Environmental journalist Peter Schwartzsrein after travelling to more than thirty countries, offers a series of dismal examples of how drought, heat and other extremes are exacerbating conflict.
In Iraq he finds that farmers whose crop had failed amid shrinking rains, and who had lost communal land to Baghdad businessmen, were more likely to support Isis than those near rivers who could maintain good harvests. In some region that seemed to join the Jihadis at roughly three times the rate of counterparts living near rivers.
His travels in Bangladesh, Africa and other climate battered region reveal further pressures but also offer hope in the form of environmental peace-building aimed at claiming climate fuelled hostilities.

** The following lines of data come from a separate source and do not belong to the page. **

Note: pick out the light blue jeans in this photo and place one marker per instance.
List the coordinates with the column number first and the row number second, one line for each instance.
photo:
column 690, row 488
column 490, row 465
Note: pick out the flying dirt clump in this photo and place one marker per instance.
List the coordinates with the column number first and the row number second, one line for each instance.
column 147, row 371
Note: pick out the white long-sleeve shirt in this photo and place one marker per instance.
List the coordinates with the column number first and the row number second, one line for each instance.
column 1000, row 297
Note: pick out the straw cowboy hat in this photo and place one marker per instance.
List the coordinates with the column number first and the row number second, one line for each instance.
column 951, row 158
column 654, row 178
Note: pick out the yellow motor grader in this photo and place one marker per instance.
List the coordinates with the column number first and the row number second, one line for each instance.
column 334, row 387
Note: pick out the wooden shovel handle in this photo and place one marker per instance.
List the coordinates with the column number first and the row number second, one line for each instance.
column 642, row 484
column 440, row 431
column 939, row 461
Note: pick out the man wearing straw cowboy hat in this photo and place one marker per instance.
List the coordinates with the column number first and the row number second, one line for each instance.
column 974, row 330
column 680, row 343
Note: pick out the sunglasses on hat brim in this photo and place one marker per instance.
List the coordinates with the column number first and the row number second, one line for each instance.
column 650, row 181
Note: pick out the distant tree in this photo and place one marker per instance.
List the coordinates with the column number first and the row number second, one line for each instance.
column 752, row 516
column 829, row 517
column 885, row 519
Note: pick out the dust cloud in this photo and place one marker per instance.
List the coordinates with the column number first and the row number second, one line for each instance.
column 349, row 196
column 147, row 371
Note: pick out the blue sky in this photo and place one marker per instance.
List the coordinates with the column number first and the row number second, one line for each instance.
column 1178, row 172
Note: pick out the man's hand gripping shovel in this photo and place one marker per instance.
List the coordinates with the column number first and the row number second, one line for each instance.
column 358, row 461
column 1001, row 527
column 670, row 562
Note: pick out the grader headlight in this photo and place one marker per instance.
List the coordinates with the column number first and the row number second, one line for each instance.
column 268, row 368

Schwarzstein sees evidence of success in the northern Sahel, where erratic rains and declining pastures had spurred murder and tit-for-tat animal killings. Tensions eased after an agricultural NGO stepped in to help manage herd numbers and compensation.
While researching this book, Schwartzstein was chased by kidnappers, detained by police and told in no uncertain terms, that he was no longer welcome in certain countries. He recounts his personal brushes with violence are simply a hint of the conflict simmering in our warming world. Schwartztein reveals that there is nothing inevitable about climate violence. The same stresses that are pitching people against one another can even help bring them back together.
Through the stories of the soldiers, farmers, spies, and others affected around the world, he makes sense of a form of conflict that remains poorly understood, even as it devastates the lives of so many millions of people.
The Heat and the Fury: On the Frontline of Climate Violence by Peter Schwartzstein, Footnote Press £22.